Despite several congressional entreaties, the FBI says it won't put a price on Sentinel. Mueller has denied personal requests from Leahy and fellow committee member Sen. Charles Grassley, R-Iowa, for cost estimates and other basic information. Mueller and other FBI officials say the information is "procurement sensitive." If companies knew what the FBI was willing to pay for Sentinel, they would bid at that price and not below it, an FBI spokesperson says.

The bureau won't share with Congress or the Justice inspector general its request for proposals for Sentinel, but it has provided copies to the 45 companies vying for the contract. Without that document, Congress-much less the public-cannot determine what it is spending, how long the FBI will need to implement Sentinel, or what the program will accomplish. The bureau, however, has asked Congress to re- direct $90 million of its current budget to cover the early costs, according to a Senate report.

The FBI says it will reveal Sentinel's estimated cost to Congress, but it might be after the contract is awarded. "At some point, [cost information] will become available," says FBI spokeswoman Megan Baroska.

Two contractors have completed cost estimates for the program. One emerged in June, when U.S. News and World Report reported that Sentinel might cost $792 million. The bureau has denied the estimate, but the magazine stands by its report. FBI officials promised to brief the Judiciary Committee, but no date has been set.

"I'm frankly surprised that they wouldn't be anxious to get as good a relationship with their regulators as they can," says Matthew Blaze, associate professor of computer and information science at the University of Pennsylvania who is familiar with the FBI's record of computer problems.

Leahy and Grassley are two of the FBI's most aggressive watchdogs in the Senate. They have clashed with the bureau over issues such as Ruby Ridge, its treatment of whistleblower Sibel Edmonds, and the quality and capacity of its translation program. But the FBI might expect a close examination of how it buys technology, given its checkered history of fumbled IT projects.

"The FBI did not manage the contractors for . . . [Virtual Case File] very closely," says Blaze, who participated in a working group assembled by the National Academy of Sciences to examine the efforts. "Contractors were really able to get away with whatever they wanted." All the while, Mueller and other FBI officials assured Congress the project was moving toward completion, and dodged tough questions about its health. Several years' work and over $100 million were spent on Virtual Case File before Mueller finally scrapped it in March.

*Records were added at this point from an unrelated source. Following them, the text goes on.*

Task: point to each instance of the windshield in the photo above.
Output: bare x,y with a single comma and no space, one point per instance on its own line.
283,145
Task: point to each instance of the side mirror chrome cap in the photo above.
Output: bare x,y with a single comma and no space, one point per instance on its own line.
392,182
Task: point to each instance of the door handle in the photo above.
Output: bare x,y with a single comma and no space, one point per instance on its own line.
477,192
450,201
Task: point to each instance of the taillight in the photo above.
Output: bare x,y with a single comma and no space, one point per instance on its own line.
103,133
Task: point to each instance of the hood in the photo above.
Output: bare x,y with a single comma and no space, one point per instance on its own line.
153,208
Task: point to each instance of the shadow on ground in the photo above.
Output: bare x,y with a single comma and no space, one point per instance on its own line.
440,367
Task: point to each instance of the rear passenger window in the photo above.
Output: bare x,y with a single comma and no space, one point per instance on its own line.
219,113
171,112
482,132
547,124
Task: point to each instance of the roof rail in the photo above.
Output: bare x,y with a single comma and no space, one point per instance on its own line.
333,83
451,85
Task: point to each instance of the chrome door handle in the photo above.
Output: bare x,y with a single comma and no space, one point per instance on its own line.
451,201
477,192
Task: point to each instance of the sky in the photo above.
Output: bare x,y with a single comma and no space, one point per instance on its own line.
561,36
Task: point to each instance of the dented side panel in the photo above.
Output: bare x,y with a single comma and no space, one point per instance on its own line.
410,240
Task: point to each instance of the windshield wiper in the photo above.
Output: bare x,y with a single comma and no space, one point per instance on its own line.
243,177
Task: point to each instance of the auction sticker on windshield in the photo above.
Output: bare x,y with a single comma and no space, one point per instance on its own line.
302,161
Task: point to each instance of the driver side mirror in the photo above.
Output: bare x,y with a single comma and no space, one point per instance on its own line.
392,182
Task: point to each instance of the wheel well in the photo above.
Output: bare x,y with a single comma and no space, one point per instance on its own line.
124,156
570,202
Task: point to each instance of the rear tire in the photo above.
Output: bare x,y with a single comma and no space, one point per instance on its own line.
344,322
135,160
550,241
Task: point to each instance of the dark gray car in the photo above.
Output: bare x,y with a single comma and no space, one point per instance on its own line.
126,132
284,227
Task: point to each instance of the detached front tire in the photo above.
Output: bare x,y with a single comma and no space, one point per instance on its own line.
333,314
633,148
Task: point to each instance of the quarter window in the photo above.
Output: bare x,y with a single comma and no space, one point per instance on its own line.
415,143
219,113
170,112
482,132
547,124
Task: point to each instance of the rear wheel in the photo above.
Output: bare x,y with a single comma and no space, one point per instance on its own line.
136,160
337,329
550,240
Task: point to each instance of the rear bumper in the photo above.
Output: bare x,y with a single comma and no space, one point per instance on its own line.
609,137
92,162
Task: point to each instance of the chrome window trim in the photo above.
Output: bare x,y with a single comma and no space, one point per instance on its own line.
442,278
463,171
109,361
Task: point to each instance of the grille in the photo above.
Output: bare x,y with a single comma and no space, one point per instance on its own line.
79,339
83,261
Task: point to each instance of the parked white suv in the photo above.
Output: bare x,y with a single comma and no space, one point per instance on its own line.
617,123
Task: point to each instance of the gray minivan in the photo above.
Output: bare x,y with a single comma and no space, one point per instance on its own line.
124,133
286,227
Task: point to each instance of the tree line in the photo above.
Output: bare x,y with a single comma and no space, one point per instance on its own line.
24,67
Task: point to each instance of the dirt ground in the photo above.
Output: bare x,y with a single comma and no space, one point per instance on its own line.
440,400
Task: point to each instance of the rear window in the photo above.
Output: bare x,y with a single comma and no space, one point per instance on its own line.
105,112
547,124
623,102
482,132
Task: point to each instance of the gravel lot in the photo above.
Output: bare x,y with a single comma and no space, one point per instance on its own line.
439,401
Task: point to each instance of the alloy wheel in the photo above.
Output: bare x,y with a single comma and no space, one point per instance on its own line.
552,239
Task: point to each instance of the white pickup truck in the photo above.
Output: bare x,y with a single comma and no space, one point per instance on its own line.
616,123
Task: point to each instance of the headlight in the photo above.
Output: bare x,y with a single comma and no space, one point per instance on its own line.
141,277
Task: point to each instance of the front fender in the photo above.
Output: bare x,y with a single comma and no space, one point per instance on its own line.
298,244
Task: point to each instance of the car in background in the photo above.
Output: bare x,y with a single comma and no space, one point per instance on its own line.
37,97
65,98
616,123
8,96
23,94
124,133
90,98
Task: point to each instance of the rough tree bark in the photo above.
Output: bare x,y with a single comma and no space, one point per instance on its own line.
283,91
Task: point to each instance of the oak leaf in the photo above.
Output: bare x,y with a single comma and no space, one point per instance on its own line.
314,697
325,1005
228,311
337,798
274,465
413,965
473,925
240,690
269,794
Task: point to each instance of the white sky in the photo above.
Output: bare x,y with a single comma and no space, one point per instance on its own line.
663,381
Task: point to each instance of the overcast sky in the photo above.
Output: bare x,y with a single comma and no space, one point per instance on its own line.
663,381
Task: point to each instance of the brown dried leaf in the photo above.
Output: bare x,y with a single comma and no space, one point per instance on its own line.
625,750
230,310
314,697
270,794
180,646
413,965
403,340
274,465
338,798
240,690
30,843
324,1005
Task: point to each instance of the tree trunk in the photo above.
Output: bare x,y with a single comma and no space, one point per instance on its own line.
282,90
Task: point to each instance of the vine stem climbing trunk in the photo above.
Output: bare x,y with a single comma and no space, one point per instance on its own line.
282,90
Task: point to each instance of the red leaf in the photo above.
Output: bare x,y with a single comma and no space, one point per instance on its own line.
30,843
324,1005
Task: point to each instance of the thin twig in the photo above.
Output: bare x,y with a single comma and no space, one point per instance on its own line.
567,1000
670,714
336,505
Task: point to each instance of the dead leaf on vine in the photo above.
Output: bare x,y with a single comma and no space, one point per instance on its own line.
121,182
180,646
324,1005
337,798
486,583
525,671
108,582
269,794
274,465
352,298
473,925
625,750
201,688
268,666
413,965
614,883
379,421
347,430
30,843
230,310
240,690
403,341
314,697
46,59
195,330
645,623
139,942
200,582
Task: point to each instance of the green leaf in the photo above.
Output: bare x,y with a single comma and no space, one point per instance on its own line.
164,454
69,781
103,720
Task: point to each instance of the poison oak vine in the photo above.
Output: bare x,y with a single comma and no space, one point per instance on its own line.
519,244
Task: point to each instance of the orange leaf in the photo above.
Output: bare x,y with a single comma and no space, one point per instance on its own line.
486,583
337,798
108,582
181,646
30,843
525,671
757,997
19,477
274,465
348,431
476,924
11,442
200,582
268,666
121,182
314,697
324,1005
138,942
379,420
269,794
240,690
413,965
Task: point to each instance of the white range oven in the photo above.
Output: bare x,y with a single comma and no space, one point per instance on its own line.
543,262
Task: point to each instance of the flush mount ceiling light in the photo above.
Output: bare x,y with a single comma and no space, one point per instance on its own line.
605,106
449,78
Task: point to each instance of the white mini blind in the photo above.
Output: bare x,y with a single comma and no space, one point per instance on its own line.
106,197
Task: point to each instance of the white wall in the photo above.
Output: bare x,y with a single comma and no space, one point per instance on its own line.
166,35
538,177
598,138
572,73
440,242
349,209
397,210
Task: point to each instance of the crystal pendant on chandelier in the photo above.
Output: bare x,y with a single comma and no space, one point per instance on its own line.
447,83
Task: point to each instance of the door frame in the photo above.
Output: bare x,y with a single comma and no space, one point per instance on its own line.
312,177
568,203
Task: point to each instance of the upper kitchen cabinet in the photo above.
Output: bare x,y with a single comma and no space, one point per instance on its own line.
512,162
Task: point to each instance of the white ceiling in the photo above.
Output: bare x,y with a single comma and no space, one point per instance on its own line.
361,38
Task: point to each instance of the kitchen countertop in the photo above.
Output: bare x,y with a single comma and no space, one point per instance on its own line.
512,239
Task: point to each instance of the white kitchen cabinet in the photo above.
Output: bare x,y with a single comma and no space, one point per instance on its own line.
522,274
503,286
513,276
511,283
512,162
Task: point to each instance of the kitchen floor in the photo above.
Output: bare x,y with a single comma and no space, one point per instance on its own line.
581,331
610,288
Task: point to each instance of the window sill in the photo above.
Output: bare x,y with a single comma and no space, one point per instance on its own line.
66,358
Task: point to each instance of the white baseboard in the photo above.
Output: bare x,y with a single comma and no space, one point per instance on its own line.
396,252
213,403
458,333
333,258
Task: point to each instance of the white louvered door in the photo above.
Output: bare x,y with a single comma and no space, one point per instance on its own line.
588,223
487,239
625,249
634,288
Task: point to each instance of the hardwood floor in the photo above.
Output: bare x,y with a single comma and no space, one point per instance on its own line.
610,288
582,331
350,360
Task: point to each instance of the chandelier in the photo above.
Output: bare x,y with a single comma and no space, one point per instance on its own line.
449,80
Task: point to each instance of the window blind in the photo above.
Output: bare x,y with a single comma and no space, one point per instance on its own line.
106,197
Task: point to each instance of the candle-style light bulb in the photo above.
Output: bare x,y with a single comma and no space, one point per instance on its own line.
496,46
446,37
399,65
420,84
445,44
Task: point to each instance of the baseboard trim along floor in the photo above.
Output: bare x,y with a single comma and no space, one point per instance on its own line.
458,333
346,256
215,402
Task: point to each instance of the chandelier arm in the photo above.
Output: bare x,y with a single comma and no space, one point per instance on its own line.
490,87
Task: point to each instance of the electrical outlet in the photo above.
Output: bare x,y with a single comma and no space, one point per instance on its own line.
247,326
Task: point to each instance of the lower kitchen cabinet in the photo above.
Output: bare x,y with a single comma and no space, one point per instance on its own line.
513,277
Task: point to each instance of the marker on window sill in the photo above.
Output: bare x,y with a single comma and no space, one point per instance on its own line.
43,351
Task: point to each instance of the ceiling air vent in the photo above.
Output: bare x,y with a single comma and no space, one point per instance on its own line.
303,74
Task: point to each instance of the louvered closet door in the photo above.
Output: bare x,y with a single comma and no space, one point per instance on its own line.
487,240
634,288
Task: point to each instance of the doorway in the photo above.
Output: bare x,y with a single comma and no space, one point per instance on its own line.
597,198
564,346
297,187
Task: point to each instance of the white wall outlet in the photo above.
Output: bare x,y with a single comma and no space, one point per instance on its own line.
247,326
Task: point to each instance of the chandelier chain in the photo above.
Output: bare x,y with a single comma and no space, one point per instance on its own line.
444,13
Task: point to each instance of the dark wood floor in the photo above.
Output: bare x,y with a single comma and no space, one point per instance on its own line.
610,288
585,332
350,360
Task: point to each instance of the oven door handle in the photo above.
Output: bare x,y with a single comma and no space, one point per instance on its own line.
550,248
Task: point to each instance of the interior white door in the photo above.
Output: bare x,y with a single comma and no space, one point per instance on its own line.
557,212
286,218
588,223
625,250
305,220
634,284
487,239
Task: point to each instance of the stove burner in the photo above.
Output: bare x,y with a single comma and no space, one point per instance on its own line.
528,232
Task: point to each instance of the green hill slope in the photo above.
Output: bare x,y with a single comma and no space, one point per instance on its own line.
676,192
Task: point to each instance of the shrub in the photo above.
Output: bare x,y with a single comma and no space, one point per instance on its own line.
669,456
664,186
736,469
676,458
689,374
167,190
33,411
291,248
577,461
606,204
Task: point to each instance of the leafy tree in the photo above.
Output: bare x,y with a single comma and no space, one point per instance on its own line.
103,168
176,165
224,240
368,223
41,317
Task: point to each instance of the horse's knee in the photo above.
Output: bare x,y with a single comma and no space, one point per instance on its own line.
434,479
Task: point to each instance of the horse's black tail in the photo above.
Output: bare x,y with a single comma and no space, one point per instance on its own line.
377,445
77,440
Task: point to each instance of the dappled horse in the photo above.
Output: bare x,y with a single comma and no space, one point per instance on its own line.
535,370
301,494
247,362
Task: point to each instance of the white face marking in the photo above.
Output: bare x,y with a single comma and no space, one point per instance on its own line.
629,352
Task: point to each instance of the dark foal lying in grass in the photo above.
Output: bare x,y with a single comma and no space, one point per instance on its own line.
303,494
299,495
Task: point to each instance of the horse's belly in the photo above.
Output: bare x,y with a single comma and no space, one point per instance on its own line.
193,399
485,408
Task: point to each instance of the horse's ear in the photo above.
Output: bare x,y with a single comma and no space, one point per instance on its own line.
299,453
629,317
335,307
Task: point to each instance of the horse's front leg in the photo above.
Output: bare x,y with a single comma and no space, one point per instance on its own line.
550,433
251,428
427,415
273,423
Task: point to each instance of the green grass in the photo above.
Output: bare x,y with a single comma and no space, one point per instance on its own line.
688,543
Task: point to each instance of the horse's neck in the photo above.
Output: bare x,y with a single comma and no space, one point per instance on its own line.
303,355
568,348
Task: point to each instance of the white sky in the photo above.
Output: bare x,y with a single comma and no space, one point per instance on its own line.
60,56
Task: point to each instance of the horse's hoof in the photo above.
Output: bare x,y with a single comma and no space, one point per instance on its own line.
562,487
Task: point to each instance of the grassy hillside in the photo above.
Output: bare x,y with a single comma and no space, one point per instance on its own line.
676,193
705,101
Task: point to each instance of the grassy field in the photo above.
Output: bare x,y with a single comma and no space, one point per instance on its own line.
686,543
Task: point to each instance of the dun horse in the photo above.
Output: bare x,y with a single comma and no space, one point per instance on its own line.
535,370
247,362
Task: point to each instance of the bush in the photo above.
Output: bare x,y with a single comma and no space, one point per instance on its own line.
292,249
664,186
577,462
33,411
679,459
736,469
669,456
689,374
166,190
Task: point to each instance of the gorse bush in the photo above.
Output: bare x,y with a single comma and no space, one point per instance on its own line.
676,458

The FBI won't talk price, but it isn't totally silent. The bureau recently an-nounced progress on its enterprise architecture-the underlying policies and plans that will gird the Sentinel effort. Meanwhile, Senate appropriators are attempting to withhold $73 million from the FBI's 2006 budget request intended for Sentinel until "cost estimates are known and program management is in place," according to their June 23rd report. That's a steep price to pay to keep a secret.